4 Things You Need To Know About Stress
Four Things To Know About Stress
Most of us experience stress at varying levels throughout our daily lives; it manifests in different ways depending on our internal and external circumstances. Although there are days when stress can strike us particularly hard, learning the different kinds of stress that exist can help us manage them.
The different types of stress:
Routine stress over daily responsibilities, school, work and/or family
Stress triggered by negative events, such as losing one’s job, divorces, deaths, etc.
Traumatic stress, which is experienced as a result of traumatic events such as car accidents, natural disasters, assault, war, etc.
While we can’t always control our circumstances, we can control how we react to them. Here are some things to remember:
Not all stress is bad for you. Stress can act as motivators to take action or to prioritise something, such as when you have a looming deadline or you’re about to interview for a new job. In life-threatening situations, stress is what prepares the body to engage in its fight or flight mode. Your muscles tense and your pulse quickens. As you breathe faster, your brain uses more oxygen, which increases cognitive activity.

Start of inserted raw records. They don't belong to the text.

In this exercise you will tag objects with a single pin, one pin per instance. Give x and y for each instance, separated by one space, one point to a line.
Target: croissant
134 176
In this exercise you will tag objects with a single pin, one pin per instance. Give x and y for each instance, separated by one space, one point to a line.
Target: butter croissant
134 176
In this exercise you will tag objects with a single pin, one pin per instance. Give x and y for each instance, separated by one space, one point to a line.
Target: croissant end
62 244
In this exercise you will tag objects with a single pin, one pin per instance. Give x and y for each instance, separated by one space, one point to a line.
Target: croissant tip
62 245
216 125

Long-term stress can harm your health. Stress can manifest into physical symptoms if left ignored. In the short term, some people may experience problems with their digestion, insomnia, migraine headaches, irritability, sadness or anger. In the longer term, sustained stress may lead to conditions such as high blood pressure, diabetes and heart disease, or mental health disorders such as anxiety or depression. So it is important to notice your behaviour and get help early before your stress turns into a potential problem.

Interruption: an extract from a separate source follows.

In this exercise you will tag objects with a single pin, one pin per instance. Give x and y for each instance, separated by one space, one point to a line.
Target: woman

Stress can be managed. Take note of your stressors and how you react to them. Ensure you have your “de-stressors”, or your outlets, such as exercise or fun activities as part of your routine to help combat the effects of stress. Take on a more focused approach when it comes to your tasks by making a list of priorities, and knowing when to say ‘no’ to something to avoid feeling overwhelmed. Have honest and open conversations about your mental wellbeing with your loved ones so that you don’t always keep what is stressing you bottled up inside. Finally, turn to a professional if you need further support.